Violette Lazard rapporte qu’au lendemain des révélations de Libération au sujet de Bygmalion, Jean-François Copé convoque une réunion avec notamment Franck Attal, le président d’Event &cie, filiale de Bygmalion. Il dit tomber des nues et demande des explications. «Vous avez fait quoi? Vous avez facturé des prestations que vous n’avez pas faites?», demande Copé à Attal par exemple. Ce dernier lui explique que beaucoup de responsables à Bygmalion et l’UMP sont au courant. «C’était une réunion bidon, organisée par Jean-François Copé pour bien montrer qu’il ne savait rien. La preuve: personne ne m’a appelé le week-end.
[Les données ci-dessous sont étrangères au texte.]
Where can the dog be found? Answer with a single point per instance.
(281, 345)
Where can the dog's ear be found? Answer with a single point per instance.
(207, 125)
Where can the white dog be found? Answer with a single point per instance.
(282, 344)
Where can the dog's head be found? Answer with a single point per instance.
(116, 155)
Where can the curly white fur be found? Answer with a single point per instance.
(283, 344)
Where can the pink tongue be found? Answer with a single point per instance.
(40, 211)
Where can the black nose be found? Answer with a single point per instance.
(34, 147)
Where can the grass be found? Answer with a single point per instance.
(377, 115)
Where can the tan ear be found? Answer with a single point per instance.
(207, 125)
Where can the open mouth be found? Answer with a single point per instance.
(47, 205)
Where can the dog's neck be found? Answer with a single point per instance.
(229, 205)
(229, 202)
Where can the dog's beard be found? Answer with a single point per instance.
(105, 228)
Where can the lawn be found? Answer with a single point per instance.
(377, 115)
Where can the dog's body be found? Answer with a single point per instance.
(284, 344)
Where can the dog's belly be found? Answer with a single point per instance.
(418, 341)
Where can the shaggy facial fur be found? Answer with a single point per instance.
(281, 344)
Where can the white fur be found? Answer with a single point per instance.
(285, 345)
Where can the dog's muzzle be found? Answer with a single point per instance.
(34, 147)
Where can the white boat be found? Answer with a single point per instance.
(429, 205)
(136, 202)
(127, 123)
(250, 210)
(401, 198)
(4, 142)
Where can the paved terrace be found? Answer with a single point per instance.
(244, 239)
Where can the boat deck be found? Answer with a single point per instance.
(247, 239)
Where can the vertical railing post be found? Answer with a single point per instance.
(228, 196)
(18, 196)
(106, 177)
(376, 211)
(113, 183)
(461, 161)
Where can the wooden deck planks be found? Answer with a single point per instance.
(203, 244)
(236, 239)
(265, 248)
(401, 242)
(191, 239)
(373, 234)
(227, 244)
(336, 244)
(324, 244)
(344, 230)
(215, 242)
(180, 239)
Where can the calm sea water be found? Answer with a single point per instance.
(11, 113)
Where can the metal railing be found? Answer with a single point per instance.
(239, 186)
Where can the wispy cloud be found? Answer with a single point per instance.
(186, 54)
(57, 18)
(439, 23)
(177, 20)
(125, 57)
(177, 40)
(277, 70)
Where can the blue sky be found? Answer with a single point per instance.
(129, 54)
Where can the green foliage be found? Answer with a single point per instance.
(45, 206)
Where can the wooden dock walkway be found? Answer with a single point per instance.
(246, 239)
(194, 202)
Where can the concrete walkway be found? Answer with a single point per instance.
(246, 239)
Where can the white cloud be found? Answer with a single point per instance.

Jean-François Copé aurait appris un truc de cette ampleur et il ne m’appelle pas? Moi j’aurais fait chauffer mon téléphone. C’est insensé.»

Une gestion «en dépit du bon sens»

On ne se refuse rien à l’UMP. Une campagne électorale, ça demande des bras et des mains. Beaucoup. Et pendant la campagne, il y a parfois eu des effectifs pléthoriques. Par exemple, relève Bygmagouilles, 42 personnes ont été embauchées pour le meeting de la place de la Concorde pour un montant de 60.000 euros. Avec notamment un régisseur général, un adjoint du régisseur général, un régisseur général adjoint… Mais aussi un adjoint du régisseur adjoint, pendant plus longtemps que les deux premiers (9 jours contre 5 et 7 jours) et mieux payé que les autres.

Et puis l’UMP récupère Buisson

Autre surprise de ce livre qui ne concerne pas que la société Bygmalion, l'UMP a pris en charge en octobre 2010 des prestations supplémentaires de la société du conseiller de Nicolas Sarkozy, Patrick Buisson, après les révélations sur l'affaire des sondages de l'Elysée. A ce moment Publifact «signe une convention avec le parti qui prévoit de le rémunérer à hauteur de 32.000 euros mensuels pour du "conseil, reporting (...) analyses de sondages"». Un renouvellement de contrat qui s’élevait auparavant à 10.000 euros mensuels.